Online Learning At Home

Online as Effective as Classroom Learning

Tracey Reaves, M.A.
Coordinator of Adolescent Education and Clinical Services

Are you afraid that school closures from COVID-19 are going to harm you or your child academically? You don’t need to worry.  Research shows that online high school and college classes are at least as effective as classroom-based learning. In fact, web-based instruction can be even better at engaging students in active, not passive, learning.  David Pritchard of MIT concludes, “The amount learned is somewhat greater than in the traditional lecture-based course.” 

David Pritchard was the lead author on a 2014 international study conducted by MIT, Harvard and China’s Tsinghua University, in the “International Review of Research in Open and Distance Learning.” They found that online learning is effective for every student regardless of each individual’s amount of class preparation, skill, and engagement level. Pritchard summarized the findings, “(online) classes really can teach at least as effectively as traditional classroom courses…regardless of how much preparation and knowledge students start out with.” Students are engaging and interacting in productive ways. Including video conferencing programs can break classes into small groups just as easily, if not better, than in the traditional brick-and-mortar classrooms.

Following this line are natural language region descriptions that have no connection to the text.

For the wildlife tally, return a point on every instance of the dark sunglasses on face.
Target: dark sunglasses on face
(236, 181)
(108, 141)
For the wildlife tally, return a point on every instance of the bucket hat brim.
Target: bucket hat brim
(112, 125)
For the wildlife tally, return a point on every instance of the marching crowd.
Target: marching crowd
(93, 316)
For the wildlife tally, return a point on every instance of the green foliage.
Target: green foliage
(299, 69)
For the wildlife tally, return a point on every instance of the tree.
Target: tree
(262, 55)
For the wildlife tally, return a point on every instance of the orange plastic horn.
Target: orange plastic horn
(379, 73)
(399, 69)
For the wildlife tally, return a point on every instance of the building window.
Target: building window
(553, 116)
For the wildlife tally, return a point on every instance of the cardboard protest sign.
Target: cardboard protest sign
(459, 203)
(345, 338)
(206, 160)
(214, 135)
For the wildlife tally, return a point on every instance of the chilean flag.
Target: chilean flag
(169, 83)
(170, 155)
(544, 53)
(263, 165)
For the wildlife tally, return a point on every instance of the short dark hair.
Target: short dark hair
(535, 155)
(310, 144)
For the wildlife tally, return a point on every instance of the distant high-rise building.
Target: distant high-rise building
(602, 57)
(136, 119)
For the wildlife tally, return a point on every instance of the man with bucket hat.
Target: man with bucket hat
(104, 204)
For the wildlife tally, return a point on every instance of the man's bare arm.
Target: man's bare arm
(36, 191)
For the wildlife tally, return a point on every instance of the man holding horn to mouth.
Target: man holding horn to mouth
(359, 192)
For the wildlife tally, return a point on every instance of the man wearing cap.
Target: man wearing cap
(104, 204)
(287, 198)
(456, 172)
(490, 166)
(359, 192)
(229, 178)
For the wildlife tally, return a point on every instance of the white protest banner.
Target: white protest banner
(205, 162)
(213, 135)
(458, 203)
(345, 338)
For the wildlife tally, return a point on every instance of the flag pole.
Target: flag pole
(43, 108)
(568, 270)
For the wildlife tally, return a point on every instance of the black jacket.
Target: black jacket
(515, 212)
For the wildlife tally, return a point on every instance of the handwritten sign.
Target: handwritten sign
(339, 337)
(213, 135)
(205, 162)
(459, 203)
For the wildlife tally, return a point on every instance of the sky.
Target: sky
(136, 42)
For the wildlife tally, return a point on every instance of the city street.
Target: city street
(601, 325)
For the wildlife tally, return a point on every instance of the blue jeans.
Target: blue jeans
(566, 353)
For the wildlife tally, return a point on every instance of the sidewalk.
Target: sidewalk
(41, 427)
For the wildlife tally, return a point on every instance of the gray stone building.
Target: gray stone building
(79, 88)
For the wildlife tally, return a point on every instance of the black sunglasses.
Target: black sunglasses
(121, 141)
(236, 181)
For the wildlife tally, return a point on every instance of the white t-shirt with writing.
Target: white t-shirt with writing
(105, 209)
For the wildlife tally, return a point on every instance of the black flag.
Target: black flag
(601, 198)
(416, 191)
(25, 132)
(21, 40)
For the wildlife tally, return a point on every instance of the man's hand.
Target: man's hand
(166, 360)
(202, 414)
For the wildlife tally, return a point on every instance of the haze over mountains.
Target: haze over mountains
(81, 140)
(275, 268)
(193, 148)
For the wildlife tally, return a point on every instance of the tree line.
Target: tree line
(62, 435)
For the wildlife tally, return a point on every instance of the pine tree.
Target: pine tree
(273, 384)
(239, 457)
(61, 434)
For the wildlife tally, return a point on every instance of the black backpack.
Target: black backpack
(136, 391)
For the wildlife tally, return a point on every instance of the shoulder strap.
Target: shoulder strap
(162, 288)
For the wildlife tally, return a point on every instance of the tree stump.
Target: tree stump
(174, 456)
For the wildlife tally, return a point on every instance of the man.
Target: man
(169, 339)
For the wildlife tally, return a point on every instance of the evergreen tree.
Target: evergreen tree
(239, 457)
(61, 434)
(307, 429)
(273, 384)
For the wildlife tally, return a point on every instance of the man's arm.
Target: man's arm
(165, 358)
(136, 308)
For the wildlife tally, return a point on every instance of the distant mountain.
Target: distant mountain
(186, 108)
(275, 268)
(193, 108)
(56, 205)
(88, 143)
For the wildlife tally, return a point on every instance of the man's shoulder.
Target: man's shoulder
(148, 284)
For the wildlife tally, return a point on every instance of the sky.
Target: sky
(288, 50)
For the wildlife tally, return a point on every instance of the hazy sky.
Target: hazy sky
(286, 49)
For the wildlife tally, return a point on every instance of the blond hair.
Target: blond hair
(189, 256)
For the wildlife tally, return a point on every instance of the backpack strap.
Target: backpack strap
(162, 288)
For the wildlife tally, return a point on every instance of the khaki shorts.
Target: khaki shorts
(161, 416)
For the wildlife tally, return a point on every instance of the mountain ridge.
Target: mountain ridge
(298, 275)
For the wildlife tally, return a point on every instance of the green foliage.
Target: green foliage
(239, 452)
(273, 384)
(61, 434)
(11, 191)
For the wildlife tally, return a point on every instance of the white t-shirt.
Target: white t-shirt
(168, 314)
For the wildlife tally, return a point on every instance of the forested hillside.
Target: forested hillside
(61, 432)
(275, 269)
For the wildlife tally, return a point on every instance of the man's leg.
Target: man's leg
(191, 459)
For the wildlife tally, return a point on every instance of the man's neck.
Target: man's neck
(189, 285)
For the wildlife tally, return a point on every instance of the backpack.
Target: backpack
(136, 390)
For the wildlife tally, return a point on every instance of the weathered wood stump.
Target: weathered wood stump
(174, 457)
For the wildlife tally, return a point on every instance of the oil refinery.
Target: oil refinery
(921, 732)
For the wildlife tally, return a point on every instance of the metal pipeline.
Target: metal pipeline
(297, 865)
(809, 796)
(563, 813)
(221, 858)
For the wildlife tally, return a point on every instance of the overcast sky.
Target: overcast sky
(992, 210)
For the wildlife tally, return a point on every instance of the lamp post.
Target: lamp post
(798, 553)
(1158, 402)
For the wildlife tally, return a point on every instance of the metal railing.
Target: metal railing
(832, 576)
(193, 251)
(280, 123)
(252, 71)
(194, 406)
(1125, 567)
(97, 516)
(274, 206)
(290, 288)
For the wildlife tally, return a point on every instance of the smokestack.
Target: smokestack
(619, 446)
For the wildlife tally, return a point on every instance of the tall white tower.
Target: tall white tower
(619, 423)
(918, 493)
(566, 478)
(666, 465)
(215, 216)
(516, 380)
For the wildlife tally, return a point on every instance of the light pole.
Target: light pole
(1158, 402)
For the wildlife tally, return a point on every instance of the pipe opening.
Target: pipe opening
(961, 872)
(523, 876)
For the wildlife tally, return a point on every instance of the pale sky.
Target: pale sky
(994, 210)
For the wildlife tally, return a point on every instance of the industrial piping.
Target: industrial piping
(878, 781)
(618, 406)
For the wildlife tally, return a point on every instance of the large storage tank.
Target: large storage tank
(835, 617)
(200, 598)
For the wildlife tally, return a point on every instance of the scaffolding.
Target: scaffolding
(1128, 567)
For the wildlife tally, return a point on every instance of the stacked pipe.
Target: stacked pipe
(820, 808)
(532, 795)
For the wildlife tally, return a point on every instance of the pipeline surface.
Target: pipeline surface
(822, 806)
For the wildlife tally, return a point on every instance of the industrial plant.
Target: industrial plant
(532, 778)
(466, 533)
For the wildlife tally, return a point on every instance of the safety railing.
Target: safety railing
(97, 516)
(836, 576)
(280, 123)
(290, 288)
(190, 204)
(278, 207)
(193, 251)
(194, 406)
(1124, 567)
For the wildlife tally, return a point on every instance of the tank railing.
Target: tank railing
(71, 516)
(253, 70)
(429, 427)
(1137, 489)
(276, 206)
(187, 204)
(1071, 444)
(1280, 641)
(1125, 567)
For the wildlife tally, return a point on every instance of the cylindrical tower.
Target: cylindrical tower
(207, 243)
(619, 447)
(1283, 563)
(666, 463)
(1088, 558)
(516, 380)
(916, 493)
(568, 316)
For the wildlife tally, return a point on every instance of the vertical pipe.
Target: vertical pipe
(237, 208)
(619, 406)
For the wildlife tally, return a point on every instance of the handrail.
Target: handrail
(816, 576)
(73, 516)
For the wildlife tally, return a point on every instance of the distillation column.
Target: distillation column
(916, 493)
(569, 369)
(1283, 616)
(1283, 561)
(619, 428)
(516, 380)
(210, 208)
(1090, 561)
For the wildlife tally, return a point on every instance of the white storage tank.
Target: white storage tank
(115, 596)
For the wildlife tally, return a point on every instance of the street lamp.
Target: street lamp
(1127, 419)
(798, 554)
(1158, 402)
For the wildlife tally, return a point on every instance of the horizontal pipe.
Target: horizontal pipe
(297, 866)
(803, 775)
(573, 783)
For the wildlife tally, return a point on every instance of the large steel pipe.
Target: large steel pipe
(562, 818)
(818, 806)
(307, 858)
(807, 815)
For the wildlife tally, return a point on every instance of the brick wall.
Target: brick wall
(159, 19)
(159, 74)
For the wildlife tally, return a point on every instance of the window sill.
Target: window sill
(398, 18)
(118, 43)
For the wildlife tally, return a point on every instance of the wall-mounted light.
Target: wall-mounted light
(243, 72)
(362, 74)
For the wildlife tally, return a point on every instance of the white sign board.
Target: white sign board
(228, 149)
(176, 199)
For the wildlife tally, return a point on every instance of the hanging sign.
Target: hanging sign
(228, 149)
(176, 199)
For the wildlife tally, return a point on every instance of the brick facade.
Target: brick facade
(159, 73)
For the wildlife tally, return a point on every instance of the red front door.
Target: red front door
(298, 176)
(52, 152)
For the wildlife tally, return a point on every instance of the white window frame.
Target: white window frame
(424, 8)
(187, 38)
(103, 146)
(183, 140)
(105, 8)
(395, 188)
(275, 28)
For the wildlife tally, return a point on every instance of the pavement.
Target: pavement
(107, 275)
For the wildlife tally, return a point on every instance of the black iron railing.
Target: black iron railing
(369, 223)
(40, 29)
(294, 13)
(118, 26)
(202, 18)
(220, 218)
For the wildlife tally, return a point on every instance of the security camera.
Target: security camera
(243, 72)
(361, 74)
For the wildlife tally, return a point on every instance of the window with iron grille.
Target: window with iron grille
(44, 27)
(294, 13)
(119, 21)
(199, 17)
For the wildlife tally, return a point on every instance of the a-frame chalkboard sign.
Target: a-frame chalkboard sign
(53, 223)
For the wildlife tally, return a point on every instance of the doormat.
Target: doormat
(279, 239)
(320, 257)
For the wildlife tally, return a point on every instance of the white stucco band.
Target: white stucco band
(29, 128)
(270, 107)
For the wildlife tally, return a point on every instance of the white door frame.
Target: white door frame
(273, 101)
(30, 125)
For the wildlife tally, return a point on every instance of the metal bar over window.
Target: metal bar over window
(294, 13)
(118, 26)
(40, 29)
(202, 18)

The US Department of Education released a related report in 2010, “Evaluation of Evidence-Based Practices in Online Learning: A Meta-Analysis and Review of Online Learning Studies.” They found that online classes and the ways in which they can be delivered are not any different from traditional classroom learning. Their key findings showed that students in online courses “performed modestly better, on average, than those learning the same material through traditional face-to-face instruction. Learning outcomes for students who engaged in online learning exceeded those of students receiving face-to-face instruction.” [emphasis added]

These results offer needed reassurance to students and families concerned about school closures during the COVID-19 pandemic. Importantly, Pritchard and his colleagues studied homework content and group engagement in his study as well.“All cohorts learn equally,” he says, no matter the level of college education or preparation time in physics or math.  The current generation of high school and college students has grown up with evolving web-based technology so the transition to online learning is more natural and seamless than it would be for their parents and grandparents.

Even though school doors are closed, young minds can be open and thriving. Online education delivers high-quality, engaging learning that is just as beneficial as classroom instruction.  Given the technology at our fingertips, there are multiple platforms and programs to facilitate a breadth of daily lessons, meaningful homework, and engaging group discussions.